The Reserve Bank of India (RBI) in its January bulletin has said macroeconomic stability is getting bolstered with inflation being brought into the tolerance band and lead indicators show the current account deficit is on course to narrow through the rest of 2022 and 2023.

The RBI says for emerging and developing economies, the biggest risks in 2023 are US monetary policy and the US dollar. "Some of them have shown remarkable resilience during 2022 in coping with global spillovers from these sources, and in calibrating monetary policy to domestic growth-stability trade-offs in a period of high inflation levels and volatility."

Emerging markets are appearing more resilient than in the year gone by, but their biggest risks in 2023 stem from US monetary policy and the US dollar, the report adds. In India, the central bank thinks, the softening of commodity prices and other costs amid strong revenues appears to have boosted corporate performance. 

According to RBI Governor Shaktikanta Das, the South Asian region’s heavy dependence on imported fossil fuels has made it vulnerable to imported fuel inflation.

For the year 2023, the RBI says the year has begun with predictions of a slowdown in global growth like the painful contractions of 2009 and 2020, imposed by the financial crisis and the Covid pandemic. 

The RBI says though inflation was the dominant economic and financial issue of 2022, the recession will overthrow it and take the driver’s seat of the global discourse in 2023. Global growth may turn out to be 2% or lower, while inflation in the advanced world may average above 4% and 8% among emerging and developing economies, it says.

Financial markets, however, are contesting this view on the global outlook for 2023 as they take cues from the moderation in inflation; the ebbing of commodity prices and supply chain pressures; and early signs of slowing activity and trade. "Bond markets are shrugging off central bank guidance and eyeing lower terminal rates than implied in the latter’s hawkishness - easing yields and a surge of issuances marks the onset of the new year. Equity markets also seem to be still pricing in a soft landing as fund managers girdle up to recoup the losses of 2022." 

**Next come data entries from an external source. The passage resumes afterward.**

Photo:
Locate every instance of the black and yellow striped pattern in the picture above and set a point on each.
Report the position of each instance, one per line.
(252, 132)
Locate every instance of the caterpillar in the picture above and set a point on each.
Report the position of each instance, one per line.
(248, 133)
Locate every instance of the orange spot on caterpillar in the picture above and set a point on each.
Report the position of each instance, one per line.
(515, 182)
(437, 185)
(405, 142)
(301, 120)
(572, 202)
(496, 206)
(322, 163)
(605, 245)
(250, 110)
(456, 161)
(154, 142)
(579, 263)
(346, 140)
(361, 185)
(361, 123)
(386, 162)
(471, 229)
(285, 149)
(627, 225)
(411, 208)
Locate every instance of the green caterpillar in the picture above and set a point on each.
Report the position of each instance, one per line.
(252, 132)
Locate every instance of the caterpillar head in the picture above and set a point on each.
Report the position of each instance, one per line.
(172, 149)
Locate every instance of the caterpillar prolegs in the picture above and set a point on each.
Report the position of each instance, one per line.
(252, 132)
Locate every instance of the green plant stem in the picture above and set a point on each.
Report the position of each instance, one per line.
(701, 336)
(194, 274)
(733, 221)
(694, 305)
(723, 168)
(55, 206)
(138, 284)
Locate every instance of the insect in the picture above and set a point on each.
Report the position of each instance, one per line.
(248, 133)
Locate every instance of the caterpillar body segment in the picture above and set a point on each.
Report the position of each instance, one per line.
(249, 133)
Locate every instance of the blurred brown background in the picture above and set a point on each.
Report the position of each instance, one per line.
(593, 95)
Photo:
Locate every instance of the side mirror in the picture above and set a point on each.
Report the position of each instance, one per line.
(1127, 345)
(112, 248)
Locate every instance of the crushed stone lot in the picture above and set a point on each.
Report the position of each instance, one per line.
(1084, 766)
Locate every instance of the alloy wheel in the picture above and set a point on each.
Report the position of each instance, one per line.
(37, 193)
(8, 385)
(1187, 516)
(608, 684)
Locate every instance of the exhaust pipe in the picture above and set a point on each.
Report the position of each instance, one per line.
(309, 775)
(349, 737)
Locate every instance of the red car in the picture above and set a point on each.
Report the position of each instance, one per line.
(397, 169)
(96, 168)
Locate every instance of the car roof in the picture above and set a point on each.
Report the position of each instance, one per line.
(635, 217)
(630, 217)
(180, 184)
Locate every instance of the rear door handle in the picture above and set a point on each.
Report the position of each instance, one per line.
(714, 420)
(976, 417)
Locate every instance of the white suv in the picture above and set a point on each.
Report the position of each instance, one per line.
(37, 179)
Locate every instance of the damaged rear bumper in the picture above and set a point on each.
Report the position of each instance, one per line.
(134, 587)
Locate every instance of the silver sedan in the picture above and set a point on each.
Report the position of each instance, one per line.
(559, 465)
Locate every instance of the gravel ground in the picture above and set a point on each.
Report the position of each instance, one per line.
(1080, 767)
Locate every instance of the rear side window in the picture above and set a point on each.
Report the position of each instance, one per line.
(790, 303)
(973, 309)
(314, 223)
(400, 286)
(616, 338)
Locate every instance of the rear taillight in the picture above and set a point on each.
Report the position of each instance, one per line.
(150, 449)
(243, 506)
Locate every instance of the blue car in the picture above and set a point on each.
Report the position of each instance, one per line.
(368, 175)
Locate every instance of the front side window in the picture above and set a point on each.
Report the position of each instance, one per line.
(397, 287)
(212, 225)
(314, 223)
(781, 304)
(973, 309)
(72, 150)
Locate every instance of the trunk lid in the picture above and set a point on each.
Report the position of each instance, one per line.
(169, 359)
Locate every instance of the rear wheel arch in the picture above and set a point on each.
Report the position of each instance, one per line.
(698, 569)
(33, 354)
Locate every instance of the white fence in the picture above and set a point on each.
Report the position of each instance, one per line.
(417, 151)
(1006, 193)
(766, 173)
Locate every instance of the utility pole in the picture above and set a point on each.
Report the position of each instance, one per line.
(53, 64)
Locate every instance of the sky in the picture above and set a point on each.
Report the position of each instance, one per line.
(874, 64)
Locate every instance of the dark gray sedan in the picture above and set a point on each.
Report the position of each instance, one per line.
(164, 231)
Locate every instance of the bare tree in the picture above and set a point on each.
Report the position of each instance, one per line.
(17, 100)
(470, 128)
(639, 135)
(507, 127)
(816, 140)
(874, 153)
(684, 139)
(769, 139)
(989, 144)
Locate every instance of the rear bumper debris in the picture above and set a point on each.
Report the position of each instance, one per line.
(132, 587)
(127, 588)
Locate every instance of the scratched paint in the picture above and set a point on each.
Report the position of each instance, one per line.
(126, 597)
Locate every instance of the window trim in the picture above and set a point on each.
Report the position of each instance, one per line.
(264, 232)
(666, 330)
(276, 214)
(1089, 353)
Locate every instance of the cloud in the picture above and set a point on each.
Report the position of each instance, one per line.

The RBI says the US dollar is retreating from 20-year highs and many emerging market currencies are reversing the losses of December 2022. It forecasts that on the flip side, the year 2023 is likely to be a year of low capital expenditure worldwide, with businesses deterred by the uncertainties surrounding geopolitical dynamics and green transition. "They will have to defend against still-elevated costs and increased expenditures on inventories and receivables to the detriment of capital spending."

Notably, the IMF has said one-third of the world will be in recession in 2023. In its latest Global Economic Prospects released on January 10, 2023, the World Bank also pointed to a prolonged slowdown in the global economy, with growth pegged at 2.2% in 2023 -- the third lowest in three decades. For advanced economies, growth has been revised downwards by 170 basis points relative to June 2022 projections to 0.5%, whereas for emerging market economies, it has been lowered by 80 basis points to 3.4%.